The recommended dose of etomidate for procedural sedation is 0.2-0.6 mg/kg of body weight, with a usual dose of 0.3 mg/kg. However, the exact dose may need to be individualized for each patient. For short procedures, smaller increments of etomidate may be administered to supplement other anesthetic agents 1.
- The dose range is 0.2-0.6 mg/kg.
- The usual dose is 0.3 mg/kg.
- Dosing should be individualized.
From the Research
Introduction to Etomidate for Procedural Sedation
Etomidate, also known as Amidate, is a short-acting intravenous anesthetic agent used for procedural sedation. It is valued for its ability to provide effective sedation with minimal impact on respiratory and cardiovascular functions.
Recommended Dose of Etomidate
The recommended dose of etomidate for procedural sedation is typically in the range of 0.1 to 0.2 mg/kg administered as an intravenous bolus. This dosage range is supported by various studies, including those by 2 and 3, which demonstrated the efficacy and safety of etomidate for procedural sedation in emergency department settings.
Key Considerations for Etomidate Administration
- Onset and Recovery: Etomidate has a rapid onset of action and allows for quick recovery, making it suitable for short, painful procedures.
- Hemodynamic Stability: Etomidate is known for its minimal effects on hemodynamics, which is a significant advantage in patients with cardiovascular instability.
- Respiratory Depression: While etomidate has a lower risk of respiratory depression compared to other sedatives, it is not devoid of this risk, particularly in older patients or those receiving higher doses, as noted by 3 and 4.
- Myoclonus: Myoclonus is a common side effect of etomidate, occurring in a significant percentage of patients, as reported by 5 and 6.
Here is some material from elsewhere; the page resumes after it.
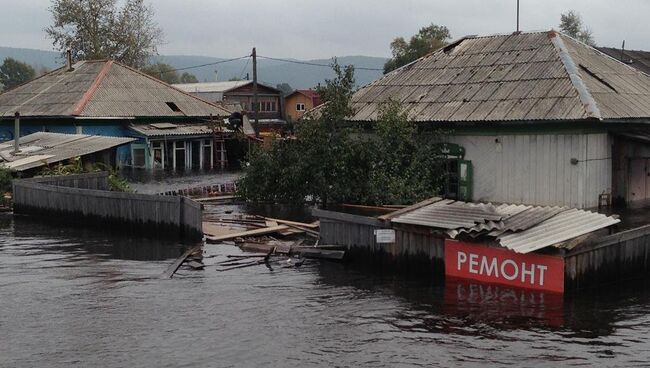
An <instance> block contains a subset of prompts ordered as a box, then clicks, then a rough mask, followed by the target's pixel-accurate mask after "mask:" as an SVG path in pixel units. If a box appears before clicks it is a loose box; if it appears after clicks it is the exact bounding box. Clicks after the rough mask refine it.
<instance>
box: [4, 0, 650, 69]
mask: <svg viewBox="0 0 650 368" xmlns="http://www.w3.org/2000/svg"><path fill="white" fill-rule="evenodd" d="M149 1H150V3H151V4H153V7H154V9H155V11H156V18H157V20H158V23H159V25H160V27H161V28H162V29H163V31H164V32H165V39H166V42H165V44H164V45H162V46H161V47H160V50H159V51H160V53H161V54H167V55H170V54H186V55H207V56H216V57H237V56H242V55H245V54H247V53H248V52H250V48H251V47H253V46H257V48H258V53H260V54H262V55H267V56H278V57H292V58H298V59H314V58H329V57H332V56H346V55H368V56H389V55H390V50H389V47H388V44H389V43H390V41H391V40H392V39H393V38H394V37H396V36H405V37H408V36H410V35H412V34H414V33H415V32H417V30H418V29H419V28H420V27H422V26H425V25H428V24H430V23H436V24H439V25H446V26H447V27H449V29H450V30H451V33H452V36H453V38H457V37H461V36H464V35H468V34H492V33H504V32H511V31H513V30H514V28H515V19H516V18H515V9H516V7H515V4H516V0H447V1H438V0H326V1H322V0H149ZM49 4H50V0H0V24H1V25H2V31H1V32H0V46H11V47H24V48H38V49H45V50H51V49H52V45H51V42H50V41H49V40H48V39H46V38H45V32H43V28H45V27H47V26H48V25H49V24H50V22H51V19H50V14H49V11H48V7H49ZM570 9H573V10H576V11H578V12H579V13H580V14H581V15H582V18H583V20H584V22H585V24H587V25H588V26H589V27H590V28H591V29H592V31H593V34H594V38H595V40H596V43H597V44H598V45H601V46H616V47H620V45H621V41H622V40H623V39H625V40H626V48H627V49H645V50H650V37H649V35H650V23H649V22H648V21H647V18H648V15H649V14H650V1H649V0H618V1H612V0H573V1H566V0H543V1H540V0H521V28H522V30H541V29H550V28H551V27H555V28H557V24H558V23H559V18H560V13H562V12H564V11H567V10H570Z"/></svg>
Comparison with Other Sedatives
Etomidate has been compared with other sedatives like midazolam and propofol in various studies. For example, 5 found etomidate to have a higher efficacy and shorter induction and recovery times compared to midazolam in pediatric patients. Meanwhile, 6 reported that etomidate and propofol appear equally safe for procedural sedation, although etomidate had a lower rate of procedural success and a higher incidence of myoclonus.
Conclusion
In conclusion, etomidate is a valuable agent for procedural sedation, offering rapid onset, minimal hemodynamic effects, and quick recovery. The recommended dose ranges from 0.1 to 0.2 mg/kg, and its administration should be tailored to the individual patient's needs and monitored closely for potential side effects like respiratory depression and myoclonus, as highlighted by studies such as 2, 3, 4, 5, and 6.